One of the most intriguing claims Estes makes is that Our History is the Future will rescue Indigenous history from the parochial confines of US History. “Indigenous history is not a narrow subfield of US history…Rather, Indigenous peoples are central subjects of modern world history” (21), he writes. Estes pursues this line of argumentation most effectively in chapter six on internationalism. But, in positioning Indigenous resistance within a more global framework, Estes makes some questionable statements along the way. For instance, he suggests that the Holocaust was a relatively contained historical event with a clear beginning, middle, and end, compared to the continued practice of settler colonialism with its “wholesale destruction of nonhuman relations” (90). It’s not the continuing nature of settler colonialism that is controversial here but rather the suggestion that anti-Semitism hasn’t been a structuring force in European societies for over a thousand years. Similarly, when discussing the Treaty Council’s 1977 tour of Eastern bloc countries, Estes quotes without commentary or context, Sherry Means saying, “In contrast to the United States’ treatment of Indigenous peoples, ‘these countries believe strongly in human right,’ she reported” (234-35). This is a staggering statement given the widespread and recent use of gulags by the Soviets at the time. Finally, there are occasional errors of fact such as when Estes suggests that the Federal Indian policy known as the Peace Policy was in place in the 1850s (100). These are just a few examples among many. Taken alone, each is excusable. Considered as a whole, they represent a rushed or even lackadaisical approach to historical evidence and analysis. But then, again, Estes has a response to this line of criticism. As he states in his acknowledgments, “Any and all mistakes contained therein are also not solely my responsibility. That is pure bourgeois individualism” (259).

Our History is the Future is a powerful text, and many readers who are already convinced of the author’s conclusions will find much to agree with. It also may help some readers better articulate their support for Indigenous sovereignty. In particular, Estes offers scholars of Indigenous history some important interventions, especially around relationality, embodied ways of sharing and creating knowledge, and, most importantly, Indigenous futurity. These are the scholarly and intellectual strengths of the book.
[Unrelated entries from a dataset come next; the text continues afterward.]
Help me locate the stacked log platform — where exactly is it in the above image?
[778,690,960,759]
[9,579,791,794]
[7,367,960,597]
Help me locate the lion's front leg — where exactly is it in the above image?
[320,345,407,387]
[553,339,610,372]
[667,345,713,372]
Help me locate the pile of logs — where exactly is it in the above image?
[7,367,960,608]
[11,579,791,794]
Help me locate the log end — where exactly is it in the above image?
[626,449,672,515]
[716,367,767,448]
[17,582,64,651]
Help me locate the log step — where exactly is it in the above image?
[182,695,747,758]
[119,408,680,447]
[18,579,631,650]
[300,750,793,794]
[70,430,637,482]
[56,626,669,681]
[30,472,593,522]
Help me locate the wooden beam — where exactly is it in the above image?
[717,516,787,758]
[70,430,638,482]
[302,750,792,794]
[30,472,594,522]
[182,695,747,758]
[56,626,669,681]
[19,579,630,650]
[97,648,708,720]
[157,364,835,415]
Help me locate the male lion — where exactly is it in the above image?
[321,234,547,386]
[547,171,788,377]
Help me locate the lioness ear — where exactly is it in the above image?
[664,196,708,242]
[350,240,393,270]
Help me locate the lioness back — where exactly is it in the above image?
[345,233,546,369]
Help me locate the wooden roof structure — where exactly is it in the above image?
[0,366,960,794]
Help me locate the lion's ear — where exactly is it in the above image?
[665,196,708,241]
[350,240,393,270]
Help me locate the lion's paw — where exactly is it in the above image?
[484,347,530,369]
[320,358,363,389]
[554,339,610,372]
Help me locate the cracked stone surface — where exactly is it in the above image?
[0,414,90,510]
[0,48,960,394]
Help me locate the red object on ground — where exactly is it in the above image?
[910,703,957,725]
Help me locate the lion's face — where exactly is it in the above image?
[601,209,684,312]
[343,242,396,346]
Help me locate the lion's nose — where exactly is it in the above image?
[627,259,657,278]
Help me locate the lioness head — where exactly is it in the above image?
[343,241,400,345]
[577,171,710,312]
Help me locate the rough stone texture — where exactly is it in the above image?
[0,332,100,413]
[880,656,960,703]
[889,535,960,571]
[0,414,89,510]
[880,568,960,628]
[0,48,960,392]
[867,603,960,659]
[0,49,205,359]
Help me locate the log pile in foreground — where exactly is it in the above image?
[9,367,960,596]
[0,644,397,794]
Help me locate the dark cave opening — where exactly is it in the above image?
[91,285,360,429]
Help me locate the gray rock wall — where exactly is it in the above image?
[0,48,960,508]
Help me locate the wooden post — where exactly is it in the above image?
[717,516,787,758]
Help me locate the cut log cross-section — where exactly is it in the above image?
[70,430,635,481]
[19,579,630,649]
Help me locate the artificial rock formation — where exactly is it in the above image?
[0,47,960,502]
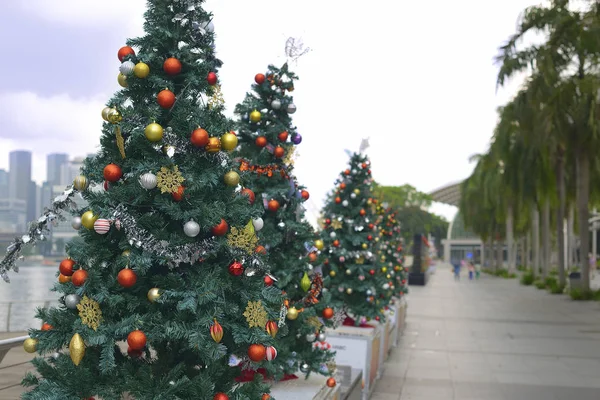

But, as a text largely written for a more general audience, this reviewer wishes the author had spent more time trying to convince the unconvinced and educate the uneducated. Such a strategy might have made the text more appropriate for undergraduate classroom use or could have widened the reception and engagement with the book’s central arguments by a general audience. That is not the tack Estes has taken here, and the result is a book that will change few minds about the importance of respecting Indigenous sovereignty. I guess we’ll have to wait for a slower, more careful, and more considered history of this important movement and its antecedents. After all, Estes claims he wrote this book in four weeks, while sitting on a couch (260). It shows.